5. Cost: What you get paid. If there’s a flat rate it is essential that you provide precise detail as to what is included, and an hourly or additional rate for any work above and beyond the flat rate prices.

At the end of the day you owe it to yourself AND to your client to provide a detailed, comprehensive contract that helps to manage expectations and communicate what will take place as you embark upon new project. Your client will have a clear understanding as to what is expected of THEM, what you will do, and when it will happen. You won’t work for free or have to do additional work if your client isn’t keeping to the timeline laid out in the contract. Projects will run, and most importantly END more smoothly with more satisfaction for both parties if a solid, detailed contract is developed before it begins.

Walking the Fine Line Between Great Customer Service & Working for Free

Last week I attended a NAWBO (National Association of Women Business Owners) panel discussion on the difference between great customer service and working for free; there is that fine line that almost all of us have to face with our customers. The trick is to ensure that you don’t harm your relationship with a client but still make sure you are getting paid for your services – often a huge issue for small start ups.

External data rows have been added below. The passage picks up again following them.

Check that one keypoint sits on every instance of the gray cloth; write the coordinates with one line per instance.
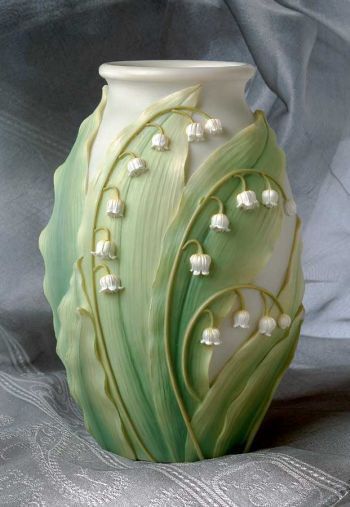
(49, 56)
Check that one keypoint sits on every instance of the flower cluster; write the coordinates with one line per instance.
(241, 319)
(196, 131)
(110, 284)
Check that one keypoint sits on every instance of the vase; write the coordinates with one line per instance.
(172, 262)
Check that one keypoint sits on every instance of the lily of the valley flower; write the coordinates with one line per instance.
(266, 325)
(220, 223)
(105, 249)
(115, 208)
(269, 198)
(290, 207)
(109, 284)
(195, 132)
(247, 200)
(137, 166)
(284, 321)
(160, 142)
(241, 319)
(213, 126)
(200, 264)
(211, 336)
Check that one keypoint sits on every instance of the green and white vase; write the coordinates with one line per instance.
(173, 262)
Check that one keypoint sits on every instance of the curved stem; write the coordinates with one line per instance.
(265, 303)
(104, 229)
(191, 324)
(221, 204)
(104, 358)
(96, 310)
(156, 126)
(194, 242)
(193, 110)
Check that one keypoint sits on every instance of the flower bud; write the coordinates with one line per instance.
(247, 200)
(200, 264)
(241, 319)
(115, 208)
(137, 166)
(105, 250)
(109, 284)
(211, 336)
(195, 132)
(160, 142)
(290, 207)
(269, 198)
(213, 126)
(266, 325)
(220, 223)
(284, 321)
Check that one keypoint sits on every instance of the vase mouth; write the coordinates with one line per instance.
(176, 70)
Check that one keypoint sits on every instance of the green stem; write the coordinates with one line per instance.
(112, 187)
(103, 229)
(101, 266)
(211, 316)
(104, 356)
(156, 126)
(193, 110)
(267, 181)
(96, 307)
(182, 113)
(203, 307)
(221, 204)
(126, 154)
(241, 299)
(194, 242)
(244, 185)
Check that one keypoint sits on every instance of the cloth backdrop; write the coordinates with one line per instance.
(49, 55)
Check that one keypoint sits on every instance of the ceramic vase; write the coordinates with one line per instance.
(173, 262)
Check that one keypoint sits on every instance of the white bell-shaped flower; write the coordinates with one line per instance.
(213, 126)
(290, 207)
(284, 321)
(137, 166)
(241, 319)
(211, 336)
(195, 132)
(115, 208)
(269, 198)
(105, 249)
(266, 325)
(220, 223)
(247, 200)
(160, 142)
(200, 264)
(109, 284)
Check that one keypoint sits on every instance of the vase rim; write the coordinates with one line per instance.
(176, 70)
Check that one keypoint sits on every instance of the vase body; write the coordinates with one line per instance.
(160, 252)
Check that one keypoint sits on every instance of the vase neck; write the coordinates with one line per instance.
(134, 86)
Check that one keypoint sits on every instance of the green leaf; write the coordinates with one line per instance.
(151, 202)
(237, 257)
(86, 376)
(58, 241)
(231, 411)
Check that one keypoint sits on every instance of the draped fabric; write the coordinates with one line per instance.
(50, 52)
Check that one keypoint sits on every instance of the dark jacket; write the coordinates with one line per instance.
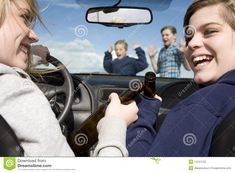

What our panel shared from their past experiences, both bad and good, can be summed up as:

1. Always spell out ALL of your services as specifically as possible in your contract.
3. Make sure that you have an hourly or some other rate for work above and beyond the contract – this ensures that the client understands the job is not open ended.
4. If the client has no idea what they want, you’d better have a contract that is crystal clear about how much work you’ll do for an exact dollar amount; if ‘redesigns’ or ‘rewrites’ are necessary, charges will be incurred.
5. Be prepared, especially on design or intellectual projects such as copywriting, where ‘success’ is subjective, to have THE discussion when the client keeps asking for more.

What is clear is that Communication is key, and any essential guidelines must be laid out in the contract. Being prepared to have a difficult conversation as soon as a client steps over the line is as necessary as breathing; eventually this gets easier, but it’s a slippery slope toward making no money and having a disagreement with your client if you don’t both set out your expectations clearly from the beginning.

At the end of the day getting paid what your worth is something you must think through, understand, and be able to communicate. You’ll find that your job, and life in general, are much more pleasant when you do.